The picture is in small format, as ID or passport photos. The girl’s head is leaning abnormally to the right and her face isn’t pretty. She can be nineteen years old, there are still traces of childhood in her features, a certain chubbiness, lack of character; her eyes are the only sign of maturity. As if they belonged to someone else, they are marked with sadness and experience. I place my hand over the photograph. Mark was long teaching me how to learn from objects imbued with someone’s energy. I attain basic levels of consciousness and unite with my spiritual guide. To this day I am not certain whether my conversations with the guide are not projections of my own thoughts, whether he is not make-believe. But I have witnessed so many times Mark’s exceptional talents. So many times was I at his side when he could see things and events at distance; so many times did he repeat that each person can develop this ability that I finally started believing that the voices I hear in my thoughts do not emanate from me, and even if they do, thought is precisely the force I seek. Mark would always say: “Thought is energy. We must not destroy it. With the help of thought you can achieve anything you wish. Mind contains everything.”
But now I am unable to think. Or not to think. No “peace” comes over me and I cannot alter my “state of consciousness,” so the spiritual guide won’t appear.
The only way to find out, then, is by opening the letter.
Actually, it’s already open.
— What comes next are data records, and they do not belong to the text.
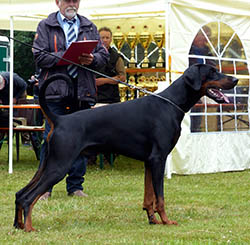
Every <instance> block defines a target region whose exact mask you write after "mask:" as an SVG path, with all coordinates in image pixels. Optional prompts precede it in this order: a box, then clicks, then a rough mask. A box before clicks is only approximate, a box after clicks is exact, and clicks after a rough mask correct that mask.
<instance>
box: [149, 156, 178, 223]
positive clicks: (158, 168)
mask: <svg viewBox="0 0 250 245" xmlns="http://www.w3.org/2000/svg"><path fill="white" fill-rule="evenodd" d="M150 169H151V174H152V184H153V188H154V193H155V196H156V210H157V213H158V214H159V216H160V217H161V221H162V224H167V225H173V224H174V225H177V222H176V221H172V220H169V219H168V217H167V214H166V212H165V203H164V172H165V161H162V160H161V158H160V157H153V158H151V161H150Z"/></svg>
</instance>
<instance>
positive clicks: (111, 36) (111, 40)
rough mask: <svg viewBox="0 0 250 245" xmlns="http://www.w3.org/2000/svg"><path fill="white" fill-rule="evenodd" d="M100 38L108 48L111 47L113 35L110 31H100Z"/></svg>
mask: <svg viewBox="0 0 250 245" xmlns="http://www.w3.org/2000/svg"><path fill="white" fill-rule="evenodd" d="M99 34H100V38H101V40H102V42H103V44H104V45H105V47H106V48H109V47H110V44H111V42H112V36H111V33H110V32H109V31H100V33H99Z"/></svg>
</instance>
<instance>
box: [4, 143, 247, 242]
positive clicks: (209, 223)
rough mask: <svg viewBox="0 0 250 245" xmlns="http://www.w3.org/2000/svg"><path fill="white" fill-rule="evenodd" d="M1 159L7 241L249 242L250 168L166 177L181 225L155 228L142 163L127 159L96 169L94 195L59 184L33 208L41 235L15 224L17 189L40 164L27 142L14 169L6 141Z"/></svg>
mask: <svg viewBox="0 0 250 245" xmlns="http://www.w3.org/2000/svg"><path fill="white" fill-rule="evenodd" d="M0 159H1V160H0V186H1V192H0V210H1V212H0V221H1V228H0V244H174V245H175V244H177V245H178V244H237V245H238V244H250V219H249V217H250V193H249V189H250V188H249V187H250V182H249V180H250V178H249V177H250V171H249V170H247V171H242V172H230V173H216V174H204V175H190V176H179V175H173V178H172V179H171V180H167V179H165V186H164V190H165V201H166V211H167V214H168V216H169V218H170V219H173V220H176V221H178V223H179V225H178V226H163V225H148V222H147V217H146V213H145V211H142V201H143V194H144V193H143V191H144V183H143V181H144V176H143V174H144V170H143V163H141V162H137V161H135V160H132V159H129V158H125V157H122V156H120V157H119V158H118V159H117V160H116V161H115V166H114V167H113V168H112V167H110V166H105V169H104V170H100V169H99V167H98V166H89V168H88V170H87V174H86V176H85V183H84V188H85V192H86V193H87V194H88V195H89V197H88V198H83V199H81V198H77V197H68V196H67V195H66V190H65V180H63V181H61V182H60V183H59V184H57V185H56V186H55V187H54V190H53V194H52V195H53V196H52V198H51V199H50V200H49V201H38V202H37V204H36V205H35V207H34V209H33V216H32V217H33V226H34V228H36V229H37V230H38V232H31V233H25V232H23V231H22V230H16V229H14V228H13V219H14V208H15V206H14V203H15V192H16V191H18V190H19V189H21V188H22V187H23V186H24V185H26V184H27V183H28V181H29V180H30V179H31V177H32V176H33V174H34V173H35V171H36V169H37V166H38V161H36V160H35V154H34V152H33V151H31V150H30V149H29V148H27V147H22V148H21V151H20V159H21V160H20V161H19V162H14V173H13V174H8V162H7V150H6V144H4V147H3V149H2V150H1V151H0ZM14 159H15V153H14Z"/></svg>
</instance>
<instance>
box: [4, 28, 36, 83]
mask: <svg viewBox="0 0 250 245" xmlns="http://www.w3.org/2000/svg"><path fill="white" fill-rule="evenodd" d="M2 33H3V34H5V35H7V36H9V33H10V32H9V31H7V30H1V34H2ZM34 35H35V33H34V32H27V31H15V32H14V38H15V39H17V40H19V41H21V42H23V43H25V44H28V45H32V44H33V39H34ZM14 72H15V73H17V74H18V75H19V76H21V77H22V78H23V79H24V80H26V81H27V80H28V79H29V78H30V76H31V75H33V74H34V73H35V63H34V59H33V54H32V51H31V47H29V46H26V45H24V44H22V43H20V42H18V41H14Z"/></svg>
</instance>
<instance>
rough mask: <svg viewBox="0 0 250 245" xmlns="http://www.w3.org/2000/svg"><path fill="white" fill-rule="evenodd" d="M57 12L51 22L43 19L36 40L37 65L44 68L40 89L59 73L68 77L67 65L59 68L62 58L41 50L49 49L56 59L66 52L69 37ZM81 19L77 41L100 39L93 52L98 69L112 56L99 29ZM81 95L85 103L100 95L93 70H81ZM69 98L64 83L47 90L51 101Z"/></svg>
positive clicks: (93, 68) (36, 37)
mask: <svg viewBox="0 0 250 245" xmlns="http://www.w3.org/2000/svg"><path fill="white" fill-rule="evenodd" d="M57 13H58V12H56V13H52V14H50V15H49V16H48V18H47V19H44V20H42V21H41V22H40V23H39V25H38V27H37V33H36V35H35V39H34V43H33V45H34V48H36V47H37V48H39V49H40V50H37V49H33V54H34V57H35V62H36V64H37V66H38V67H39V68H41V74H40V77H39V87H40V86H41V85H42V84H43V82H44V80H46V79H47V78H48V77H49V76H51V75H52V74H55V73H63V74H66V75H68V72H67V66H56V64H57V62H58V61H59V59H58V58H56V57H53V56H51V55H49V54H46V53H43V52H42V51H41V50H46V51H47V52H49V53H52V54H54V55H56V56H59V57H62V56H63V54H64V52H65V50H66V41H65V40H66V38H65V34H64V31H63V29H62V28H61V26H60V24H59V22H58V20H57ZM77 16H78V18H79V20H80V27H79V33H78V38H77V40H78V41H80V40H85V39H86V40H99V43H98V44H97V46H96V48H95V49H94V51H93V55H94V61H93V62H92V64H91V65H90V66H89V68H92V69H94V70H98V68H99V67H102V66H103V65H105V64H106V63H107V62H108V59H109V53H108V51H107V50H106V48H105V47H104V46H103V45H102V43H101V41H100V37H99V34H98V30H97V28H96V26H95V25H94V24H93V23H92V22H91V21H89V20H88V19H87V18H85V17H83V16H80V15H77ZM77 91H78V94H77V98H78V99H79V100H85V98H86V97H95V96H96V85H95V75H94V74H93V73H91V72H89V71H86V70H84V69H81V68H78V88H77ZM66 96H68V87H67V85H66V84H65V83H64V82H62V81H55V82H54V83H53V84H51V85H50V86H49V87H48V88H47V91H46V97H47V98H48V99H61V98H64V97H66Z"/></svg>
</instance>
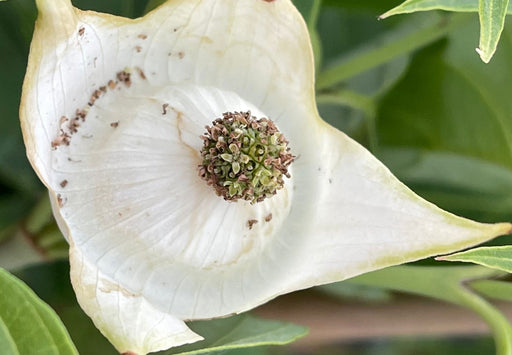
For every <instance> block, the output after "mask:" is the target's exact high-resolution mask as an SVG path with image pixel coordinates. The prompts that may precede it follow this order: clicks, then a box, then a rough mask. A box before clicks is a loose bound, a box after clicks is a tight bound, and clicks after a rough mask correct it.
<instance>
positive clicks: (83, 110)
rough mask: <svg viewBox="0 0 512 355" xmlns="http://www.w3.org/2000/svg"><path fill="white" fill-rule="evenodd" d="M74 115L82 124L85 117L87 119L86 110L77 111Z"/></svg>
mask: <svg viewBox="0 0 512 355" xmlns="http://www.w3.org/2000/svg"><path fill="white" fill-rule="evenodd" d="M75 114H76V117H78V118H79V119H81V120H82V122H84V121H85V117H87V111H86V110H80V109H77V110H76V112H75Z"/></svg>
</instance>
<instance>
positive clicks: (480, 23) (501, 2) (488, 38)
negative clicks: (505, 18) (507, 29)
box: [477, 0, 509, 63]
mask: <svg viewBox="0 0 512 355" xmlns="http://www.w3.org/2000/svg"><path fill="white" fill-rule="evenodd" d="M508 3H509V0H479V2H478V4H479V6H478V14H479V18H480V44H479V45H478V48H477V52H478V54H479V55H480V58H481V59H482V61H483V62H484V63H489V61H490V60H491V58H492V56H493V55H494V52H496V47H497V46H498V42H499V40H500V37H501V32H503V27H504V26H505V16H506V15H507V8H508Z"/></svg>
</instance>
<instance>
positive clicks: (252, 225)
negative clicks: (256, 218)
mask: <svg viewBox="0 0 512 355" xmlns="http://www.w3.org/2000/svg"><path fill="white" fill-rule="evenodd" d="M256 223H258V220H256V219H250V220H248V221H247V227H249V229H252V227H253V226H254V225H255V224H256Z"/></svg>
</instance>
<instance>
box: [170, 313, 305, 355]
mask: <svg viewBox="0 0 512 355" xmlns="http://www.w3.org/2000/svg"><path fill="white" fill-rule="evenodd" d="M188 325H189V326H190V328H191V329H192V330H193V331H194V332H196V333H198V334H201V335H202V336H203V337H204V338H205V340H203V341H200V342H198V343H194V344H190V345H184V346H181V347H178V348H175V349H171V351H168V352H165V353H163V354H206V353H211V352H215V351H225V350H229V349H239V348H249V347H255V346H262V345H283V344H288V343H291V342H293V341H295V340H296V339H298V338H300V337H302V336H304V335H306V334H307V328H305V327H301V326H298V325H295V324H290V323H284V322H278V321H273V320H266V319H259V318H256V317H253V316H250V315H246V314H244V315H239V316H233V317H229V318H224V319H215V320H210V321H197V322H190V323H188Z"/></svg>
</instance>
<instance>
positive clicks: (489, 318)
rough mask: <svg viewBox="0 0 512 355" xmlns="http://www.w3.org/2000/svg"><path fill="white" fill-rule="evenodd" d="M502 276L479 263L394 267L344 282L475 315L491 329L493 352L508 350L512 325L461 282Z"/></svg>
mask: <svg viewBox="0 0 512 355" xmlns="http://www.w3.org/2000/svg"><path fill="white" fill-rule="evenodd" d="M496 276H503V273H501V272H499V271H496V270H490V269H486V268H483V267H479V266H470V267H417V266H412V267H411V266H396V267H391V268H387V269H383V270H379V271H375V272H371V273H368V274H364V275H361V276H358V277H356V278H353V279H351V280H348V281H346V282H350V283H355V284H358V285H365V286H374V287H375V286H377V287H382V288H384V289H387V290H397V291H402V292H408V293H414V294H418V295H422V296H428V297H433V298H437V299H440V300H444V301H448V302H451V303H454V304H457V305H460V306H463V307H466V308H469V309H471V310H473V311H474V312H476V313H477V314H479V315H480V316H481V317H482V318H483V319H484V320H485V321H486V322H487V324H488V325H489V327H490V328H491V330H492V332H493V335H494V339H495V342H496V349H497V350H496V353H497V354H498V355H506V354H511V353H512V326H511V325H510V323H509V321H508V320H507V318H506V317H505V316H504V315H503V314H502V313H501V312H500V311H499V310H498V309H496V308H495V307H494V306H492V305H491V304H490V303H488V302H487V301H485V300H484V299H483V298H481V297H479V296H478V295H477V294H475V293H473V292H471V291H470V290H469V289H468V288H467V287H465V286H464V284H463V283H464V282H465V281H468V280H475V279H485V278H490V277H496Z"/></svg>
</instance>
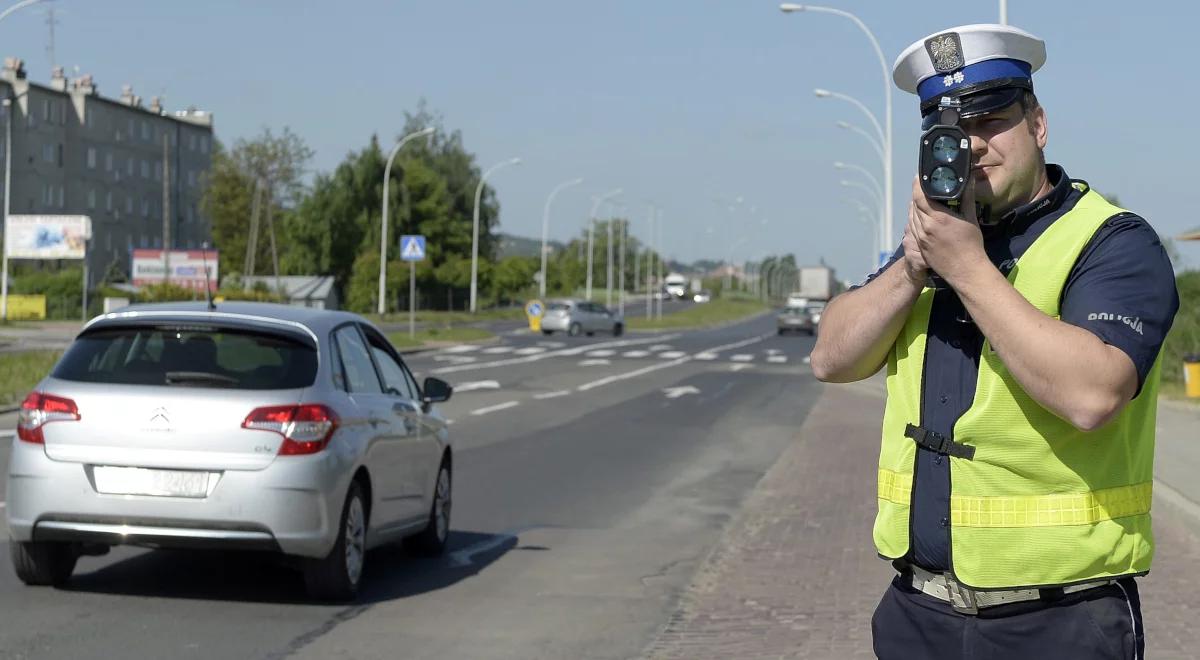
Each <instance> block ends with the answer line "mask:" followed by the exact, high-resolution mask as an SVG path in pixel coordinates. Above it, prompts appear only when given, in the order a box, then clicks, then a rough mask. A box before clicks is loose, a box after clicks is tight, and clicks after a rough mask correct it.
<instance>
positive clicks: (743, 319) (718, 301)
mask: <svg viewBox="0 0 1200 660" xmlns="http://www.w3.org/2000/svg"><path fill="white" fill-rule="evenodd" d="M667 306H670V304H667ZM769 308H770V307H768V306H767V305H764V304H763V302H760V301H757V300H738V299H733V300H730V299H716V300H713V301H712V302H704V304H702V305H695V306H692V307H688V308H686V310H680V311H678V312H672V313H664V314H662V318H661V319H644V318H630V319H625V326H626V328H628V329H629V330H634V331H637V330H695V329H700V328H710V326H713V325H721V324H724V323H732V322H738V320H744V319H748V318H751V317H755V316H758V314H762V313H766V312H767V311H768V310H769ZM664 312H666V310H664Z"/></svg>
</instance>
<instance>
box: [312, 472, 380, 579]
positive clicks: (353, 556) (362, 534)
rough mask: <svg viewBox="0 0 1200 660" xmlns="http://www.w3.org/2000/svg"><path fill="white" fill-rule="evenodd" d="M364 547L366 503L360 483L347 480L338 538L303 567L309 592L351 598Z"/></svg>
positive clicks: (358, 574)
A piece of paper torn out of a notebook sticks out of a discolored envelope. The date on the stamp is barely visible and I have to get up (I should have taken off my coat, but that’s a waste of time) to go over to Mark’s desk and take a magnifying glass. As soon as touch it, I am seized by vertigo. It was only momentary, and I managed to steady myself on my feet and hold to a corner of the desk. A mistake. I shouldn’t have thoughtlessly invade the space of the table top. This is Mark’s territory, filled with his thoughts, work, concentration, emotions; wheras I extracted the magnifying from it as if I were uprooting it. I should have done it gently, tame it with my thought and memory. What’s done is done. I sit back on the floor and, applying the magnifying glass to the envelope, I can clearly read the date: 5-5-1986.
I did not know Mark then, yet. I had no idea I would come to live next door with my aunt Stasia. At times, when I dropped by to have some of her apple pie, I saw people hanging around by the neighbor’s door. My aunt had informed me that they were waiting in line to see the “thaumaturge” whose apartment was too small to contain everyone: “It’s no wonder they’re coming, my dear; he’s a genius, you must meet him. He lives like some hermit, doesn’t even have a TV; cured my glaucoma in three sessions, and healed the nerves of that woman who feeds the cats in the neighborhood, you know, the one whose husband left her for a stewardess; and when the grocery store was robbed, he only had to touch the sales lady’s neck, after they had put a gun to her head, to know that the criminals are in a cellar by the intersection.”
I was always annoyed by these stories and the mystifying tone in which they were told and which was supposed to indicate that I am admitted into a magic circle known only to lonely women. I was 25 years old at that time, happily married, living in a spacious house inherited from the family; I loved music, horse-riding and poetry; I was writing my dissertation and life held no mystery: everything depended on the creativity of my day filled with movement, plans, and goals.